そんなお金を、新しい女の子を探すために使う。

2時、クーラーが寒くなる時間。

通知の音が鳴るにつれて、僕は興奮して、気持ちよくなる。

ホントの僕は。気持ち悪い。オタクなのに。

自分を偽る。

虚言癖だ。俺は。

自分で分かっているのに。沢山のウソをついてしまう。

「彼女とかいるの?」

萌え声の彼女が言う。

樟葉の声を上手く使い、会話を成立させる。

そんな自分には。何も感じない。慣れてしまったんだ。

「今はいないよ。」

また嘘。ほんとは3人のストック。

リアルでも4人はいるのに。

夜が深まるにつれて、僕と彼女の関係は深まって言った。

お互いを。

道具としか扱ってないのに。

今日も嘘はバレなかった。

心臓の音が響く。

どく、どく。

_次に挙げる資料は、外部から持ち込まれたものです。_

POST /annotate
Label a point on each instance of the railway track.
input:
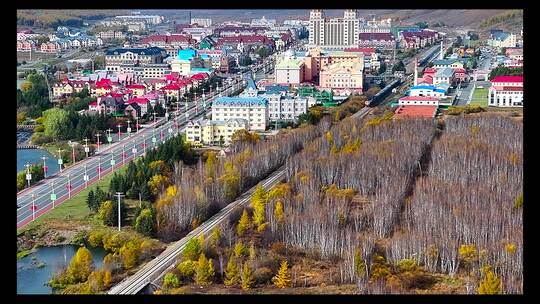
(154, 270)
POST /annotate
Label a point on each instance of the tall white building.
(336, 33)
(254, 109)
(287, 108)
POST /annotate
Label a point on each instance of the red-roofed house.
(172, 90)
(142, 103)
(506, 91)
(137, 89)
(418, 101)
(415, 112)
(377, 40)
(460, 74)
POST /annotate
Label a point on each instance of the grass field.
(73, 210)
(480, 97)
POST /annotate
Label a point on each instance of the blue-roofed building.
(500, 39)
(454, 63)
(187, 54)
(439, 91)
(254, 109)
(251, 88)
(443, 75)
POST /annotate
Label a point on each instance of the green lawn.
(480, 97)
(74, 209)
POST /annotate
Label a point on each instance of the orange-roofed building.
(415, 112)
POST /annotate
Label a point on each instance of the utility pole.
(119, 195)
(28, 175)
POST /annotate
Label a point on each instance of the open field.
(73, 211)
(480, 97)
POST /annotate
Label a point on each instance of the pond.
(32, 280)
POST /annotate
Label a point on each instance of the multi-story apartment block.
(344, 78)
(506, 91)
(214, 132)
(254, 109)
(287, 108)
(125, 59)
(334, 33)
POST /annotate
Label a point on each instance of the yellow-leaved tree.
(81, 266)
(490, 284)
(243, 224)
(232, 274)
(283, 277)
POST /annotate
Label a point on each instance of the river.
(32, 280)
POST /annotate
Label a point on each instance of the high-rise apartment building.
(336, 33)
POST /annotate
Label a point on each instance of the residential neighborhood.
(270, 151)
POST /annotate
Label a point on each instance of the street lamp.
(109, 137)
(28, 175)
(44, 166)
(134, 149)
(60, 160)
(69, 185)
(85, 177)
(72, 145)
(129, 129)
(119, 132)
(53, 195)
(86, 149)
(33, 206)
(119, 195)
(99, 168)
(123, 154)
(98, 135)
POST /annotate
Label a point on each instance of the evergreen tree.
(232, 275)
(283, 278)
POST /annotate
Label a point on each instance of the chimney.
(416, 71)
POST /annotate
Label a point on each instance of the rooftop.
(415, 111)
(507, 79)
(241, 101)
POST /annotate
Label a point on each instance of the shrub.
(170, 281)
(186, 269)
(278, 248)
(263, 275)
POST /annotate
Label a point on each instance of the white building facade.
(253, 109)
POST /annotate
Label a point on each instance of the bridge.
(482, 74)
(151, 273)
(26, 127)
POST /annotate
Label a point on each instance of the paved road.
(466, 90)
(119, 153)
(154, 270)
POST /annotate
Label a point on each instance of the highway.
(108, 159)
(154, 270)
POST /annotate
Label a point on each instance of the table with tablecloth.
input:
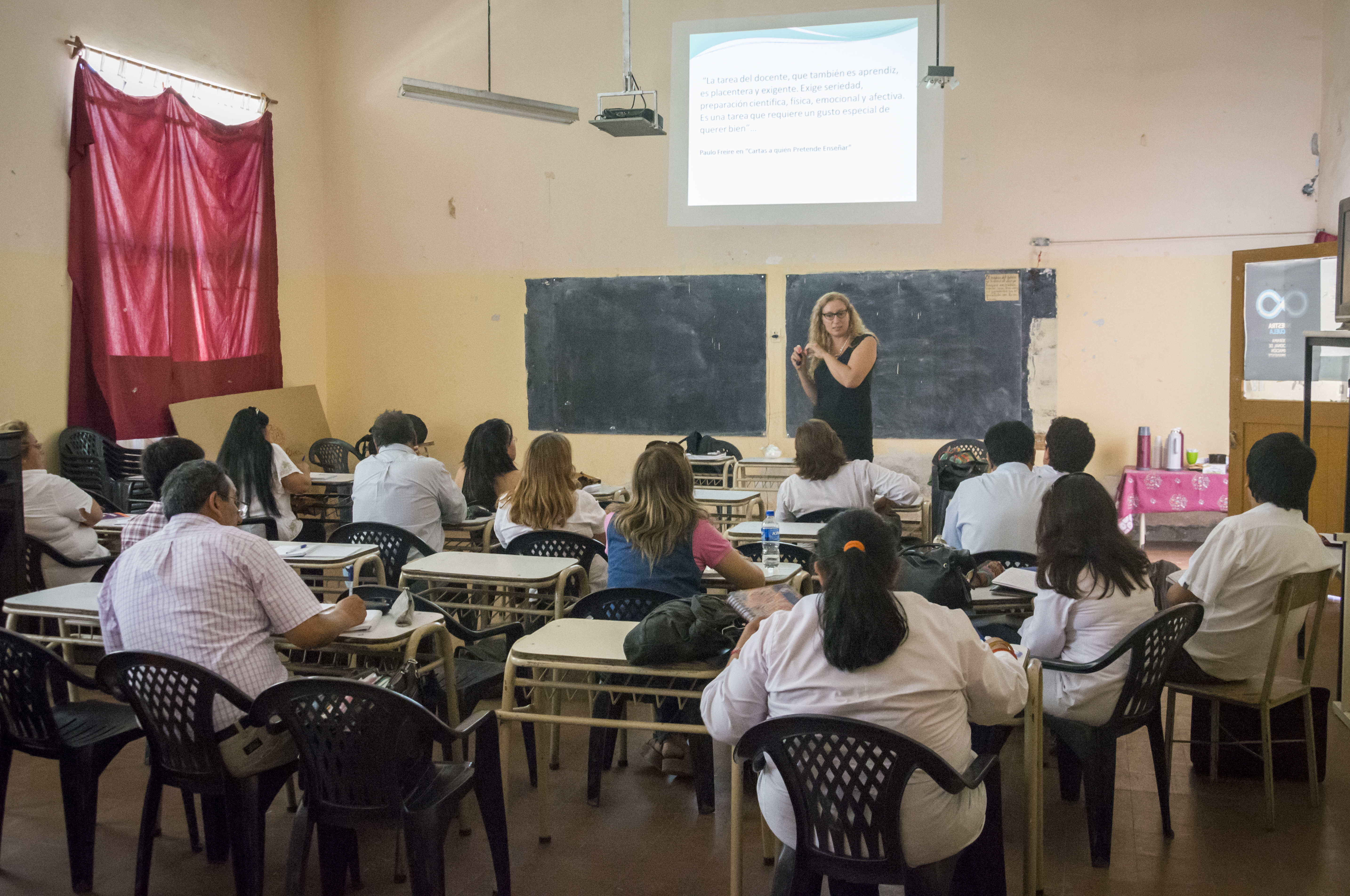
(1144, 492)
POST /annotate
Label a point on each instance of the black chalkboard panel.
(649, 355)
(950, 363)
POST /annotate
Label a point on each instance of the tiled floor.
(649, 840)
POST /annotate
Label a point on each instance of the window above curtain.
(172, 258)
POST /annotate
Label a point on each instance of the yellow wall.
(253, 45)
(1145, 123)
(1076, 122)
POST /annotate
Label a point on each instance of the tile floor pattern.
(649, 840)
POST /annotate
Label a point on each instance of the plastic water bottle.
(769, 542)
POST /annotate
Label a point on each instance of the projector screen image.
(804, 115)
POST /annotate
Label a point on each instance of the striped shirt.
(209, 594)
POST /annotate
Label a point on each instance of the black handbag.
(937, 573)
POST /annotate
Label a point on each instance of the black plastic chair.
(83, 737)
(367, 762)
(331, 454)
(632, 605)
(173, 701)
(395, 544)
(786, 553)
(846, 780)
(1087, 752)
(36, 549)
(954, 463)
(476, 679)
(1010, 559)
(825, 515)
(269, 525)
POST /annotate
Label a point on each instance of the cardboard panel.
(296, 411)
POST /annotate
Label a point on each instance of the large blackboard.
(950, 363)
(647, 355)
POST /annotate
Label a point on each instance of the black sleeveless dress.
(847, 411)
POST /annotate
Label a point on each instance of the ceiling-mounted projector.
(631, 122)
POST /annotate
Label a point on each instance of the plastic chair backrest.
(1013, 559)
(846, 780)
(331, 454)
(788, 553)
(83, 459)
(1152, 646)
(555, 543)
(175, 701)
(25, 702)
(395, 543)
(1294, 593)
(824, 515)
(623, 605)
(362, 748)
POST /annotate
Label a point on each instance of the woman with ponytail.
(262, 473)
(865, 652)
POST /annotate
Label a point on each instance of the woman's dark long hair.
(246, 458)
(485, 459)
(1076, 531)
(861, 617)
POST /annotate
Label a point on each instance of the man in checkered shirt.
(210, 593)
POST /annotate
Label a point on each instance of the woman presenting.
(836, 372)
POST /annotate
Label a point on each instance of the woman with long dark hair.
(863, 652)
(261, 470)
(488, 470)
(1094, 590)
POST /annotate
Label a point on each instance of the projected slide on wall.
(804, 115)
(809, 118)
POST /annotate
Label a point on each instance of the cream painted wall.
(254, 45)
(1333, 140)
(1074, 121)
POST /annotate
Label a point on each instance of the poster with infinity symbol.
(1283, 300)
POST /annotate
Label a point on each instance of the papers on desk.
(372, 619)
(1020, 581)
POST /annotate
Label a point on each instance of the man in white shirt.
(1238, 569)
(998, 511)
(206, 592)
(399, 488)
(1068, 448)
(57, 512)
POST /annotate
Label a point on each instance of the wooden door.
(1251, 420)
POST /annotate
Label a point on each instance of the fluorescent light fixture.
(488, 102)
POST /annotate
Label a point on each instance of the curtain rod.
(79, 46)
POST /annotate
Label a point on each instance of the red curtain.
(172, 258)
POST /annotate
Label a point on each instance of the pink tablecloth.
(1168, 492)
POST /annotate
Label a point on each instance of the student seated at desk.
(827, 478)
(998, 511)
(57, 512)
(1238, 569)
(863, 652)
(266, 477)
(206, 592)
(403, 489)
(157, 462)
(488, 470)
(547, 498)
(1094, 590)
(662, 540)
(1068, 448)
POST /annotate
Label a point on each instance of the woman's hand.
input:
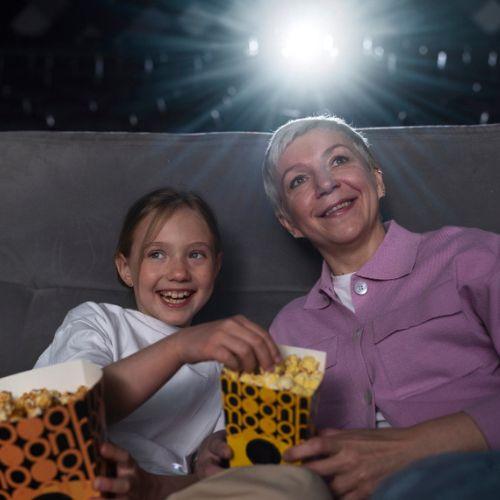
(235, 342)
(132, 482)
(354, 462)
(211, 454)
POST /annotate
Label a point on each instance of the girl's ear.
(218, 263)
(289, 226)
(123, 269)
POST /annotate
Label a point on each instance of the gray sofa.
(63, 195)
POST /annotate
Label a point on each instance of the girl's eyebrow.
(164, 244)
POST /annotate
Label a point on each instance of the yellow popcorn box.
(268, 413)
(54, 454)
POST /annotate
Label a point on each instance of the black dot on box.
(260, 451)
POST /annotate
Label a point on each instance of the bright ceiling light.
(303, 44)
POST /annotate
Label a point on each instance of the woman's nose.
(326, 182)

と、

そんな血液に、僕はこう話しかける。

死にたい。と

やけになった僕は、家を飛び出し。

クラスメイトに片っ端から話しかける。

本当の、僕で。

親からも見捨てられた僕にはもう未来はないのかもしれない。

やってないことを、やったっていうのはもう沢山だ。

何人の人を泣かせただろう。何人の人を笑わせれただろう。

けど今の僕は、本当のクズだ。

水溜まりをわざと踏む。

ぱしゃり。

靴下が濡れて、スボンも濡れる。

僕のほっぺからも、水がこぼれ始める。

そういえば彼女のことも、捨てたりしたよな。

好きじゃないのに、好きって言ったり。

それも樟葉が。

俺の、顔で。

それで女の子を泣かしたり、悲しませた。

自分でも悪いとは思うけど、快感に勝てない自分に。

死にたい。

死なせてくれない。

なんで、死なせてくれないんだろう。

朝。クラスでは俺の顔が黒板に書いてあった。


ゴミカス野郎!黒木!


机にはラクガキ。いじめである。

どこから流失したらしい。僕の声は。僕じゃないと。

クラスメイトの目は、僕に向けられていた、

悲しい、そう思うと思うだろう田中に。

僕は泣いていた、ありがとうと、震えた声で言いながら。

真実が伝えられた。虚言癖が、初めて解消されたのである。

それは、ドッキリだっただろうけれど。

泣き崩れる俺に、樟葉が話しかける。

その手には流失の原因を示すスマートフォン。

そしてにゃっと笑う樟葉の姿があった。